Autonomous vehicle driving in South of Market

Photo by SFMTA Photography Department

San Francisco is the epicenter for autonomous vehicle (AV) deployment of commercial passenger services in the United States, and local officials have been advocating for regulators to address policy and data gaps in the rapidly evolving sector (see the Transportation Authority’s October AV hearing).

Assemblymember Ting Introduces AB 1777

In January, San Francisco Assemblymember Phil Ting (19th Assembly District), introduced Assembly Bill 1777 which would strengthen regulation of autonomous vehicles in key areas.

The bill intends to ensure enforcement of autonomous vehicle operators’ compliance with the state traffic code, allowing AV operators to be cited and fined for moving violations.

The bill would also require state regulators (California Public Utilities Commission and California Department of Motor Vehicles) to publish more AV data. Previously, the Transportation Authority’s ride hail sector studies and AV hearing identified existing gaps in what is requested, collected and published by regulators.

For example, the Department of Motor Vehicles (DMV) does not require crash and other reporting from AV permit holders once they are approved to go from testing to commercial deployment. Testing permit holders are also only required to submit disengagement and mileage (VMT)  reports once a year, at a statewide level. DMV AV reports currently do not include a breakdown of AV data by jurisdiction, making it difficult to understand and evaluate AV performance at the local level. 

The California Public Utilities Commission (CPUC), in turn, requires very detailed data reports from AV providers, but these data are disaggregated by permit type (drivered/driverless, testing/deployment) and not summarized by company. Though submitted annually to CPUC, the reports also are not fully accessible to the public (there are many redactions).

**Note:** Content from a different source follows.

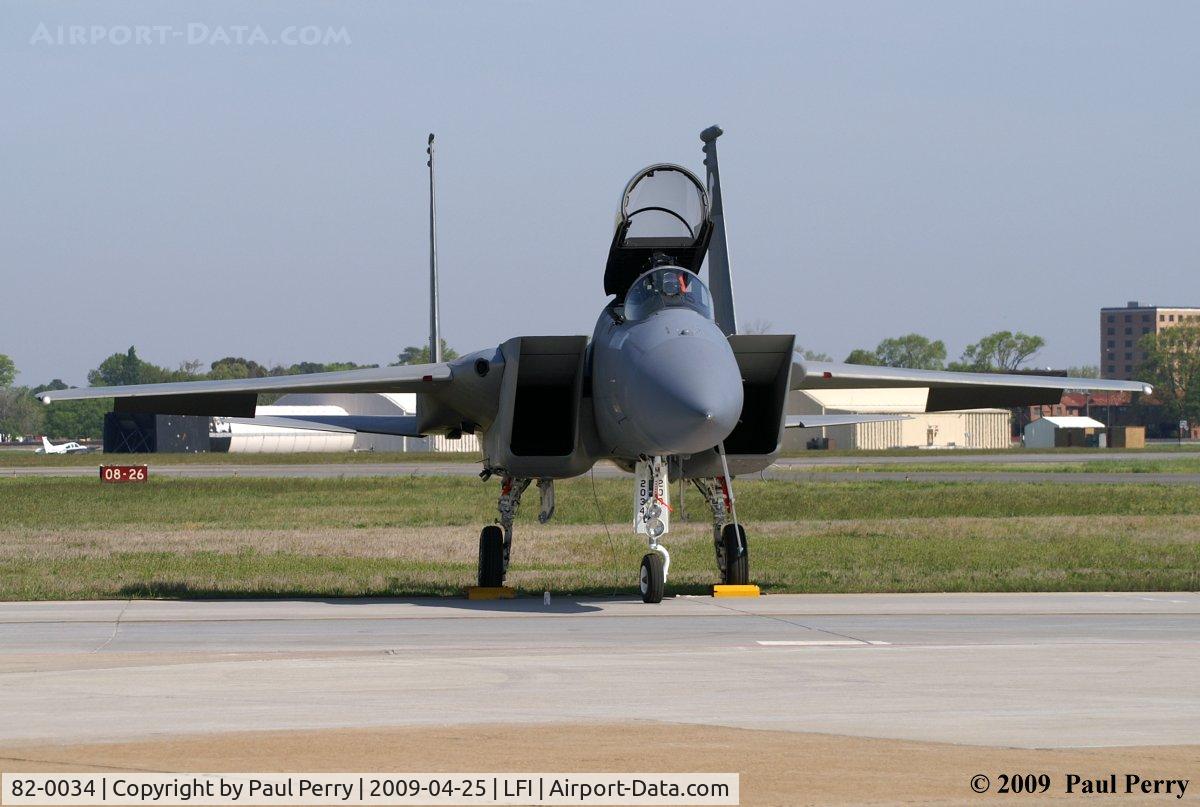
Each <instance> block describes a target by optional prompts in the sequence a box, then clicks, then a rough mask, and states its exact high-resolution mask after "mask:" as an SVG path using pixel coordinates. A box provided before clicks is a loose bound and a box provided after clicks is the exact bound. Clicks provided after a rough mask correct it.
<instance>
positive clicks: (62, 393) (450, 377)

San Francisco Agencies Discuss AV Data Needs at Annual Meetings of the Transportation Research Board

In early January, the Transportation Authority’s Deputy Director for Technology, Data, and Analysis Joe Castiglione presented San Francisco’s perspectives on AV data gaps and research priorities at the annual meeting for the Transportation Research Board Vehicle-Highway Automation Committee. His presentation addressed the needs for more complete and transparent reporting on crash/disengagement events, total trips and vehicle miles of travel by AVs at the city level, as well as more comprehensive data on non-crash events such as AV malfunctions and first responder conflicts.

San Francisco Municipal Transportation Agency colleagues Julia Friedlander and Viktoriya Wise also participated in the conference at the AV Forum and a City DOT Roundtable, sharing San Francisco’s experience and insights on the opportunity to shape AV deployment toward achieving local and statewide safety, equity and climate goals.
Finally, San Francisco agencies are collaborating on an AV Regulatory Framework Study, as requested by Board member Aaron Peskin, to illustrate what an incremental performance-based permitting approach might look like. The Study aims to inform state and federal regulatory agencies’ ongoing regulatory updates and policy work.